Based on data from Kaiko as reported by Bloomberg, miners currently hold approximately 1.5 million Bitcoins, valued at around $86 billion. Since the cryptocurrency market experienced a surge in late 2023, miners have been observed selling tokens regularly. The income generated from these sales is typically channeled towards financing their ongoing operations.

According to data from the cryptocurrency analytics firm CryptoQuant, it appears that there’s been a significant decrease in miner reserves, indicating roughly 1.8 million Bitcoins are being held.

Contrary to the general trend, companies such as CleanSpark and Riot Platforms, which are publicly traded mining firms, have boosted their Bitcoin holdings by approximately 60% since the beginning of this year, based on SEC filings. Moreover, Marathon Digital Holdings has recently pumped in $100 million into cryptocurrency investments.

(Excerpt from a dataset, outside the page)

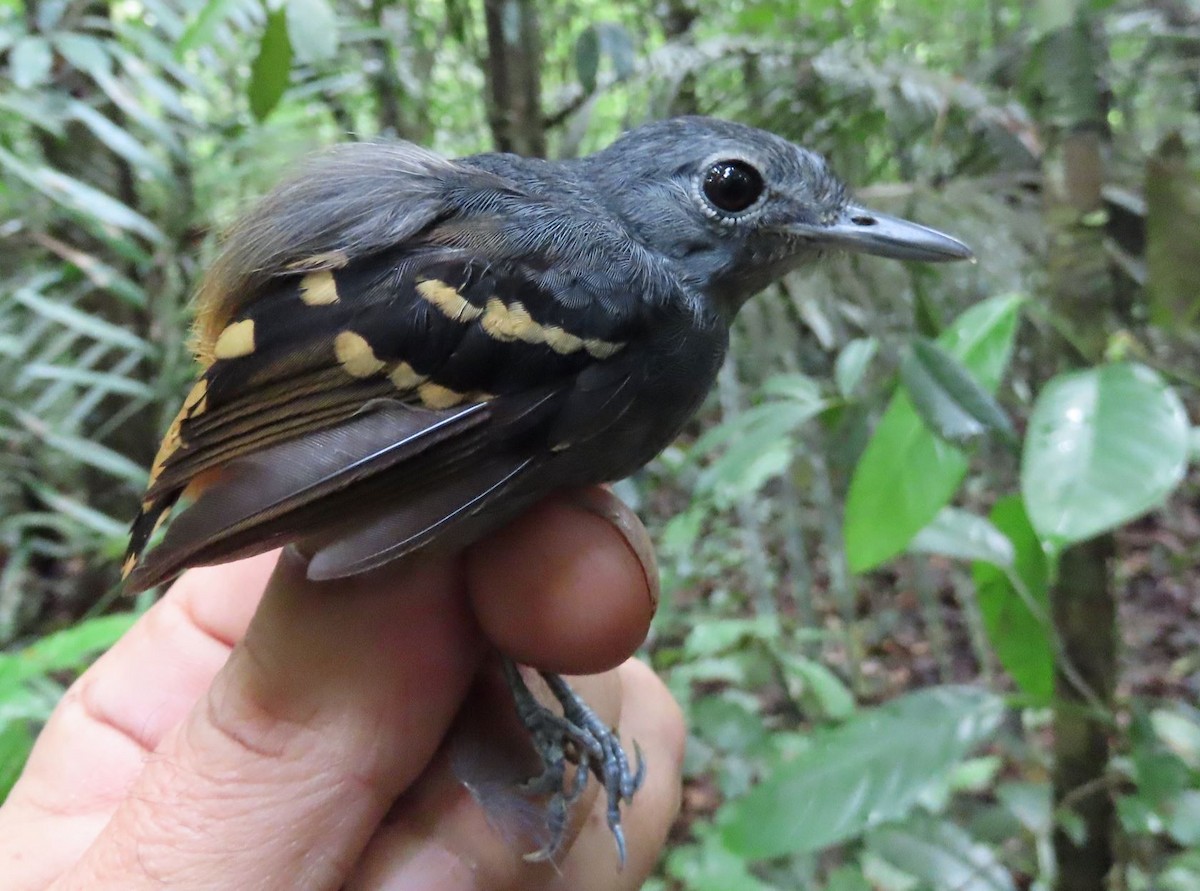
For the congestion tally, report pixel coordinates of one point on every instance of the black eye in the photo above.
(732, 185)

Nevertheless, the wider sector is experiencing strain, as evident in Core Scientific’s substantial $804 million loss during Q2, largely attributed to the decrease in value of their financial assets.

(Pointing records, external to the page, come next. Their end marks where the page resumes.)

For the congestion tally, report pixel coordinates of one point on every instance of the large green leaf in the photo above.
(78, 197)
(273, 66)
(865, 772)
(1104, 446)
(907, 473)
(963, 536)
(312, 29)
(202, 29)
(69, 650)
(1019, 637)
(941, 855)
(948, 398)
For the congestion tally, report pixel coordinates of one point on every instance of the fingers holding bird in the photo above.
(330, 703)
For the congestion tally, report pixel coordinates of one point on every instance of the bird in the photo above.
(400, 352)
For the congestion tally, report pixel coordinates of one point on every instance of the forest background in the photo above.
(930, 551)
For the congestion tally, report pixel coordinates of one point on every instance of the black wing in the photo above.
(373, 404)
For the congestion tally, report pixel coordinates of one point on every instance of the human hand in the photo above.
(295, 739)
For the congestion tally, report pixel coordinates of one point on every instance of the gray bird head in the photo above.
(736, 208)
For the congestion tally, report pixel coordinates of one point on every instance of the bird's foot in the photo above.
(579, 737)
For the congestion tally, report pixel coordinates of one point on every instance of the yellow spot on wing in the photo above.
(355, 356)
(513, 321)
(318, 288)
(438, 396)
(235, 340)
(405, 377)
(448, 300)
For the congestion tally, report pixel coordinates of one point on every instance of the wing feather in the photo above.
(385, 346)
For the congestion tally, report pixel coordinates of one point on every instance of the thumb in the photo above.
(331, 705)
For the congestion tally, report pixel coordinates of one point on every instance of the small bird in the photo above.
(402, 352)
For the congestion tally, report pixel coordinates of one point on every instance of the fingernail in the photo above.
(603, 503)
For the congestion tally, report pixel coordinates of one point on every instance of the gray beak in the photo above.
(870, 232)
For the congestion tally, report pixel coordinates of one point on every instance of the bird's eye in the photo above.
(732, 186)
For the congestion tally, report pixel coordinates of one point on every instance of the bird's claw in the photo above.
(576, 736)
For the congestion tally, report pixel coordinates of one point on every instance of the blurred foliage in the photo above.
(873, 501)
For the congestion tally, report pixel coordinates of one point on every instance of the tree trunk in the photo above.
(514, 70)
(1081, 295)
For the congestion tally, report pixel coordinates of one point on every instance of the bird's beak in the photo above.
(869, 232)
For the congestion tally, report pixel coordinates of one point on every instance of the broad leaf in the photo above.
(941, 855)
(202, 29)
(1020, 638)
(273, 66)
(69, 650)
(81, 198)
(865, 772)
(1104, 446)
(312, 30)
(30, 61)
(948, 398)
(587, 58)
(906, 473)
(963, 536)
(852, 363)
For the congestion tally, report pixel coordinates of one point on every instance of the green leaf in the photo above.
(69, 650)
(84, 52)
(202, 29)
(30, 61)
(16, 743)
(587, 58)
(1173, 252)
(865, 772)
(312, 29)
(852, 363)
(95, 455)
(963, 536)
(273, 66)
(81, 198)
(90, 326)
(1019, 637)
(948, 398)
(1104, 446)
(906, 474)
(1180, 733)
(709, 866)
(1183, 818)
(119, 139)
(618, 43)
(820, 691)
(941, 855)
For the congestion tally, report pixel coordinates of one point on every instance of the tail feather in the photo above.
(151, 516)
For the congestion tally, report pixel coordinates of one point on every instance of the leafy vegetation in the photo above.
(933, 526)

Significantly, the amount of Bitcoin that miners hold is decreasing just as the Bitcoin price chart approaches a potential bearish trend called the “death cross.”

In simpler terms, a ‘Death Cross’ happens when a shorter timeframe moving average falls beneath a longer timeframe moving average for a specific cryptocurrency. For instance, right now, the 50-day moving average for this crypto might be going lower than its 200-day moving average.

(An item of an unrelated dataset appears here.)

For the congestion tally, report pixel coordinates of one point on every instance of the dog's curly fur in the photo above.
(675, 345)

As explained by Investopedia, the historical data of death crosses usually indicates an upcoming short-term recovery that often brings above-average gains.

Experts noted that by October 2023, Bitcoin encountered what’s known as a “death cross,” where its short-term trendline dipped beneath the long-term one. However, this situation was soon reversed as the Bitcoin price began to spike upward.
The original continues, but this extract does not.